Floriane Gidel est devenue chercheuse parce qu’elle excellait en mathématiques et qu’à ses yeux, cette discipline pouvait résoudre des problèmes dans de multiples domaines. Mais elle a aussi été encouragée par son entourage familial, où des femmes entreprenaient et réussissaient dans les carrières scientifiques.
L’une de mes cousines est chercheuse, une autre médecin, une troisième directrice d’usine. Elles m’ont toujours incitée à viser le plus haut possible et ont été pour moi des exemples auxquels je pouvais m’identifier. De ce fait, l’idée que je choisissais un soi-disant "métier d’homme" ne m’a jamais traversé l’esprit.
De la modélisation mathématique pour la médecine et l’environnement
La jeune femme a connu un début de carrière solide et international. Un semestre Erasmus au Danemark, un stage de recherche en Suisse et un stage de fin d’études en Allemagne pendant son école d’ingénieurs. Puis une thèse financée par les prestigieuses Actions Marie Sklodowska-Curie, et menée entre le Royaume-Uni et les Pays-Bas. Enfin, depuis octobre 2018, un postdoc au centre Inria Bordeaux – Sud-Ouest, financé par le projet NUM4SEP *.
Floriane Gidel voulait utiliser en priorité "ses" outils mathématiques au profit de la médecine et de l’environnement. Objectif atteint puisqu’elle a modélisé au fil des années la diffusion de chaleur dans les roches fracturées, les capacités pulmonaires d’un patient sous respiration artificielle et les vagues dites "scélérates" qui détruisent les plus gros bateaux en haute mer. Depuis un an, son actualité est à nouveau médicale : dans le cadre d’un projet du plan Cancer baptisé NUMEP **et dirigé par Clair Poignard (Inria), elle modélise l’impact sur les tumeurs cancéreuses d’une nouvelle thérapie, l’électroporation.

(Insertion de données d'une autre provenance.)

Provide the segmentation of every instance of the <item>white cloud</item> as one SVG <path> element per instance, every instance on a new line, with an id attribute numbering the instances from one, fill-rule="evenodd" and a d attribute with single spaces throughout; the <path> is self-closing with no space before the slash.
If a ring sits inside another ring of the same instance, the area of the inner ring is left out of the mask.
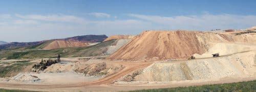
<path id="1" fill-rule="evenodd" d="M 0 19 L 9 19 L 12 17 L 10 14 L 0 14 Z"/>
<path id="2" fill-rule="evenodd" d="M 14 22 L 16 25 L 36 25 L 38 22 L 33 20 L 16 20 Z"/>
<path id="3" fill-rule="evenodd" d="M 97 17 L 110 17 L 110 14 L 101 13 L 101 12 L 93 12 L 89 13 L 89 15 L 95 16 Z"/>
<path id="4" fill-rule="evenodd" d="M 153 23 L 165 25 L 167 29 L 209 30 L 214 29 L 245 29 L 256 25 L 255 15 L 231 14 L 177 16 L 166 17 L 130 14 L 129 16 Z"/>
<path id="5" fill-rule="evenodd" d="M 73 15 L 28 15 L 15 14 L 16 17 L 27 19 L 49 21 L 71 22 L 84 24 L 86 21 L 84 18 Z"/>

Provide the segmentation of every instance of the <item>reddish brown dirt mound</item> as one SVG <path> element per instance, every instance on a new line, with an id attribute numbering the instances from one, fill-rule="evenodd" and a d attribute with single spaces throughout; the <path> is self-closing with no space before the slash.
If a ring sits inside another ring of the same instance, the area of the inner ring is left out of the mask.
<path id="1" fill-rule="evenodd" d="M 157 57 L 159 59 L 186 58 L 202 54 L 206 49 L 198 40 L 200 32 L 144 31 L 108 58 L 138 60 Z"/>
<path id="2" fill-rule="evenodd" d="M 108 37 L 106 39 L 105 39 L 103 41 L 105 41 L 107 40 L 109 40 L 113 39 L 132 39 L 134 37 L 134 35 L 112 35 L 109 37 Z"/>
<path id="3" fill-rule="evenodd" d="M 86 47 L 88 43 L 78 41 L 54 40 L 45 46 L 43 49 L 54 49 L 66 47 Z"/>

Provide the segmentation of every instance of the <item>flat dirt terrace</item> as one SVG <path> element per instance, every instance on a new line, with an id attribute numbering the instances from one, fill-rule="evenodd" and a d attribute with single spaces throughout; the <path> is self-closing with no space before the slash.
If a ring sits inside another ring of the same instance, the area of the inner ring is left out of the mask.
<path id="1" fill-rule="evenodd" d="M 247 53 L 248 52 L 242 52 Z M 226 57 L 232 55 L 225 55 L 222 57 Z M 220 57 L 219 58 L 222 58 Z M 210 59 L 211 58 L 207 58 Z M 218 58 L 217 58 L 218 59 Z M 66 60 L 74 61 L 76 58 L 66 58 Z M 198 58 L 196 60 L 205 59 L 205 58 Z M 178 60 L 173 61 L 164 61 L 163 63 L 177 63 L 189 61 L 190 60 Z M 178 86 L 187 86 L 194 85 L 201 85 L 204 84 L 219 84 L 224 83 L 231 83 L 236 82 L 253 80 L 256 79 L 255 76 L 247 78 L 222 78 L 219 80 L 191 80 L 183 81 L 172 81 L 169 82 L 136 82 L 130 83 L 118 84 L 114 83 L 115 81 L 119 78 L 131 73 L 136 70 L 144 68 L 152 65 L 153 63 L 163 62 L 162 61 L 156 62 L 132 62 L 132 61 L 105 61 L 106 63 L 113 63 L 120 64 L 124 65 L 125 67 L 119 72 L 98 80 L 93 81 L 83 81 L 72 83 L 55 84 L 55 83 L 49 83 L 49 84 L 42 84 L 38 82 L 35 83 L 22 83 L 18 82 L 1 82 L 0 88 L 6 89 L 15 89 L 37 91 L 127 91 L 136 89 L 175 87 Z M 63 80 L 67 79 L 63 79 Z"/>

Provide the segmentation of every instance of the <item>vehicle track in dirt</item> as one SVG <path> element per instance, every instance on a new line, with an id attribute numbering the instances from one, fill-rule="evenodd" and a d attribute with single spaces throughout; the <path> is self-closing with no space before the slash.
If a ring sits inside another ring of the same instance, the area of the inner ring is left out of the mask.
<path id="1" fill-rule="evenodd" d="M 136 71 L 141 68 L 149 66 L 153 62 L 145 63 L 135 63 L 124 62 L 120 63 L 122 64 L 125 67 L 114 75 L 107 76 L 104 78 L 100 79 L 97 81 L 92 82 L 85 82 L 77 83 L 63 84 L 15 84 L 6 82 L 0 82 L 0 86 L 5 87 L 15 87 L 15 88 L 61 88 L 67 87 L 82 87 L 95 85 L 106 84 L 109 85 L 114 83 L 114 81 L 121 77 L 125 76 L 133 71 Z"/>

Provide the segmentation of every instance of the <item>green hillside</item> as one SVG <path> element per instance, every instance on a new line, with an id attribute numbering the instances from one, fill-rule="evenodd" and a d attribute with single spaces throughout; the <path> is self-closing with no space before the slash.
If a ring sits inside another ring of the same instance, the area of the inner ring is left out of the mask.
<path id="1" fill-rule="evenodd" d="M 58 54 L 62 57 L 88 57 L 105 55 L 107 47 L 115 45 L 116 39 L 110 40 L 99 44 L 86 47 L 72 47 L 59 48 L 52 50 L 38 50 L 48 42 L 30 47 L 24 50 L 20 49 L 6 50 L 0 52 L 0 58 L 7 59 L 30 59 L 41 58 L 55 58 Z"/>

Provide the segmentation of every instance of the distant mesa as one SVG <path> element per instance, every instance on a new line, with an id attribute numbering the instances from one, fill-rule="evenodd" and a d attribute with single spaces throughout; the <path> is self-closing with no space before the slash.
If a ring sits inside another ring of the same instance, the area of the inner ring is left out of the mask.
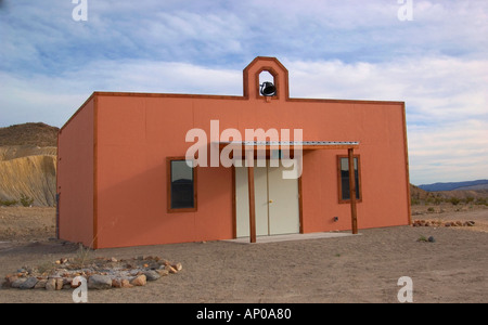
<path id="1" fill-rule="evenodd" d="M 488 180 L 423 184 L 419 185 L 419 187 L 427 192 L 440 192 L 453 190 L 488 190 Z"/>
<path id="2" fill-rule="evenodd" d="M 0 128 L 0 205 L 55 205 L 59 130 L 43 122 Z"/>
<path id="3" fill-rule="evenodd" d="M 43 122 L 28 122 L 0 128 L 0 146 L 57 146 L 59 130 L 59 128 L 48 126 Z"/>

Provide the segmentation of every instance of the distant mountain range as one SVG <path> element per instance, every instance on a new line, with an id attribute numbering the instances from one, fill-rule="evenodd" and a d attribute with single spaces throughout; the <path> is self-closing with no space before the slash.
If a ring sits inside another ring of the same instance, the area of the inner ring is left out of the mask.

Faire de l’électroporation une technique curative
Cette technique très ciblée, peu invasive et aux effets secondaires limités permet de tuer les tumeurs en leur appliquant de courtes impulsions électriques à l’aide d’électrodes. L’électroporation est employée pour des cancers très proches d’organes vitaux, donc impossibles à opérer ou à traiter par radiothérapie.
Mais comme elle est récente, les médecins l’utilisent avec parcimonie, uniquement pour des soins palliatifs – on améliore le confort du malade, mais on ne le guérit pas.
Mon rôle est de modéliser la façon dont l’électroporation détériore la tumeur, afin d’assister le clinicien pendant l’application du traitement : choix du nombre d’électrodes, de l’intensité des impulsions électriques, etc. L’objectif à terme est d’en faire une technique curative à part entière.
Floriane Gidel s’est investie dans ce projet avec une motivation sans faille : « Mon travail de mathématicienne est mis au service d’une finalité profondément utile. De plus, je collabore avec des chercheurs d’autres disciplines, spécialistes en calcul scientifique, en radiologie et en biologie, ce qui me permet d’élargir mes connaissances. » Début septembre, elle a assisté ainsi au 3e congrès mondial sur l’électroporation. Elle y a notamment appris que des essais cliniques prometteurs étaient en cours.
« Organiser des journées de sensibilisation pour les collégiennes, lycéennes et étudiantes »
Grâce au prix Jeune Talent L’Oréal – UNESCO, assorti d’une bourse de 20 000 euros, Floriane Gidel va poursuivre son activité avec des moyens renforcés : « Je compte acquérir pour le laboratoire une machine de simulation plus puissante, recruter un stagiaire en master, participer à davantage de congrès internationaux, me rendre plus souvent en Californie où sont installés les supercalculateurs du projet… »
Autre objectif : encourager des collégiennes, des lycéennes et des étudiantes en licence à s’orienter vers des métiers scientifiques :
Je vais organiser pour elles deux journées de sensibilisation. Je veux leur expliquer que je travaille dans une équipe jeune et largement féminine, où chacun est valorisé pour ce qu’il fait, et non parce qu’il est une femme ou un homme. J’espère les convaincre qu’une mathématicienne peut s’épanouir et faire une belle carrière. Les femmes ont leur place ! Pour moi, cela ne fait pas débat.
* NUM4SEP associe des chercheurs de l’équipe projet MONC au centre Inria Bordeaux – Sud-Ouest et de l’université de Californie Santa Barbara, aux États-Unis.
** NUMEP associe des chercheurs de l’équipe projet MONC au centre Inria Bordeaux – Sud-Ouest, du CHU Jean Verdier à Bondy (Seine-Saint-Denis) et de l’IPBS à Toulouse.